Pages

Saturday, November 24, 2012

A Full Life Selected Poetry of Joseph A. Cohen



A Full Life  Selected Poetry of Joseph A. Cohen 

Review by Pam Rosenblatt

In 2005, Joseph A. Cohen published his first collection of poetry called A Full Life  Selected Poetry of Joseph A. Cohen by Khoni Bindery, Lowell, Massachusetts. And it is to the advantage of people young and old that his book has been published! It was reprinted in 2011.
            Poet Joseph A. Cohen is currently 95 years old, lives in the Metro Boston area, and has lived a life that makes books, so it was probably a natural step for him to take to write these poems that tell us the readers about his family, his friends, his acquaintances, his places where he lived and/or visited, and the war in which he was a soldier.  In a down-to-earth, matter-of-fact, musical and lyrical style, Cohen has written an autobiographical poetry book that many people can relate to and/or learn from.
             The first poem in the book’s opening chapter named Jewels is about Cohen’s wife, or as he writes in the beginning of the book “his lover of 64 years”. It’s titled “My Sonia”:

To see her is to behold a flower in bloom.
Radiating, glowing with charm and beauty,
her smile reflects the song of a sunlit rose garden.

Music has nurtured her being
from early childhood. Now still composing,
teaching and playing piano with one
hand, her quiet hours are spent listening
to the classics as she did when she was young.

Her eyes reveal all that she is.
A serene smile upon awakening,
a gleam at breakfast time,
a flash of energy as she
speaks by phone to friends,
her solid determination when
doing endless post-stroke exercises.

Her home mirrors her taste in art whether
paintings, sculptures or exotic vases.
Surely, this sustains her will to live.
On awakening, the blinds are flung open to sunshine
and a view of tall trees shading a lush lawn.
Schumann’s “Davidsbunder Tanze”
pours forth to give harmony to the sunrise.

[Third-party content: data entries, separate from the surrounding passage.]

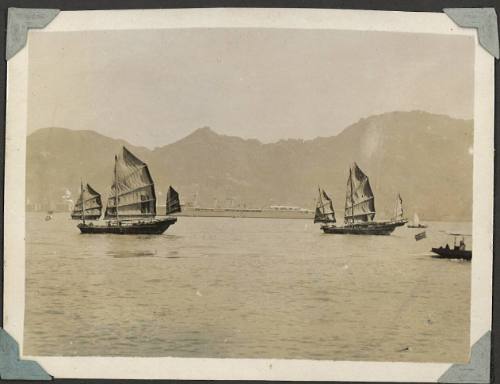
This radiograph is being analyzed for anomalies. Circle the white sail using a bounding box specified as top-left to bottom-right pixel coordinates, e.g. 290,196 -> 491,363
394,193 -> 404,221
71,184 -> 102,220
314,188 -> 337,223
105,147 -> 156,219
344,163 -> 375,224
413,213 -> 420,226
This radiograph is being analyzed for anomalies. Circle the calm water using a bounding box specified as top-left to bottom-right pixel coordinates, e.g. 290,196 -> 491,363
25,214 -> 470,362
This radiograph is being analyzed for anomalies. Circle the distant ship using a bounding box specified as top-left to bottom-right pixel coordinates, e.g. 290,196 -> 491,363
315,163 -> 408,235
431,233 -> 472,260
72,147 -> 180,235
178,205 -> 314,219
407,213 -> 427,228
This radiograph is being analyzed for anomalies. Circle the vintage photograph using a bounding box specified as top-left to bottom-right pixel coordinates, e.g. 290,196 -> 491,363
2,7 -> 491,382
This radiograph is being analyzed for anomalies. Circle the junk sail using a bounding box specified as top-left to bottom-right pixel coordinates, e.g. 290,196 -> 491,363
314,188 -> 337,223
344,163 -> 375,224
105,147 -> 156,219
166,186 -> 181,216
71,184 -> 102,220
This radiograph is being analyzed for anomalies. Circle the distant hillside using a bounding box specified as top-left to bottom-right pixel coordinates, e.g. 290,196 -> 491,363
26,111 -> 473,220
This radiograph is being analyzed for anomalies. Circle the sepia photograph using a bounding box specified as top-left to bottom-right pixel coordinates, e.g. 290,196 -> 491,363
4,9 -> 493,381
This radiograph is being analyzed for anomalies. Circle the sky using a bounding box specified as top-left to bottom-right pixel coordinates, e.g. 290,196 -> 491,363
28,28 -> 474,148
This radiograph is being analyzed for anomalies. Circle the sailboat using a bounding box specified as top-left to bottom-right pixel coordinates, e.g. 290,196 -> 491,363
78,147 -> 177,235
393,193 -> 408,225
321,163 -> 407,235
407,212 -> 427,228
71,183 -> 102,220
314,187 -> 337,224
166,186 -> 181,216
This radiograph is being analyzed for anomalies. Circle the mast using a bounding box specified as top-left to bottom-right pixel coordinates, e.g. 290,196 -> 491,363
115,155 -> 119,221
80,180 -> 85,224
318,185 -> 325,214
349,167 -> 354,224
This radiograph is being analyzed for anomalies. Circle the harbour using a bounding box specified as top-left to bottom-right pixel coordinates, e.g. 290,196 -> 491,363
25,213 -> 471,362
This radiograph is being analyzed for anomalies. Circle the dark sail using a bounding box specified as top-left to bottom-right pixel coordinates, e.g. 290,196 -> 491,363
166,186 -> 181,215
71,184 -> 102,220
344,163 -> 375,224
105,147 -> 156,219
314,188 -> 337,223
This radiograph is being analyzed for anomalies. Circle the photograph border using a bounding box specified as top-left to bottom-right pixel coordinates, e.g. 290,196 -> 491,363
0,8 -> 494,382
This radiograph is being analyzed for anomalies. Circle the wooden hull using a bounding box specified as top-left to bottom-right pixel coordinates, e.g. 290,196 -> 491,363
71,215 -> 101,220
432,247 -> 472,260
78,217 -> 177,235
321,220 -> 407,236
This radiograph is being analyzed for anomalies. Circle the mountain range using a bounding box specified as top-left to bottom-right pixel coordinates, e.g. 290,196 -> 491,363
26,111 -> 473,221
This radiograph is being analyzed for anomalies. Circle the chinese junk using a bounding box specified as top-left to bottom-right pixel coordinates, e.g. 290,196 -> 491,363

She has shown that health problems need
not be the end, but rather the start
of a new and still creative life.
With years to go, her current birthday reveals
that growing old does not always
dull the spirit, the thirst for the good life.

                                               
                                   
In “My Sonia”, Cohen has let us into his private world. A world filled with a loving wife whose “smile reflects the song of a sunlit rose garden”, whose music is vital to her as “her quiet hours are spent listening/to the classics as she did when she was young”, whose “eyes reveal all that she is”, whose “home mirrors her taste in art whether/paintings, sculptures or exotic vases”, whose “health problems …/[and] her current birthday reveals that growing old does not always/dull the spirit, the thirst for the good life.”  Such wonderful descriptions for a woman who seemed to love life as much as her husband still does, as seen in the one hundred and four pages that follow.
Just as Cohen writes about the happier times in his life, he has the ability to write about his not-so-happier experiences with war as well. His versatility shines in the poem “I Promised to Write” found in the chapter At The Touch of Love:

Waving adieu from the bus window,
I pledged to write daily.
How was I to know that daily
was to be for three whole years.

War swept me oversees
into holes of mud and clay.
Fear of the unknown unsettled
and scattered my thoughts.

Here was no spacious and gracious
desk to write on.
With only stubby pencils to use,
I wrote on scraps stained by the earth,
dyed by green grass.

The beat of thunderous gunfire
tapped  a somber cadence
as words formed for the V mail.





The old world was fresh to my eyes.
Olive and free trees bent low
by the weight of luxuriant yields.
Farms, fences, foliage
lay in pastoral settings.

From afar, words served poorly.
Amatory moods can best be woven
by presence.
Colors and hues of dawns and sunsets
fill the pages with painterly images.
Always, intimacy and passion
are chilled by censors scanning the mail.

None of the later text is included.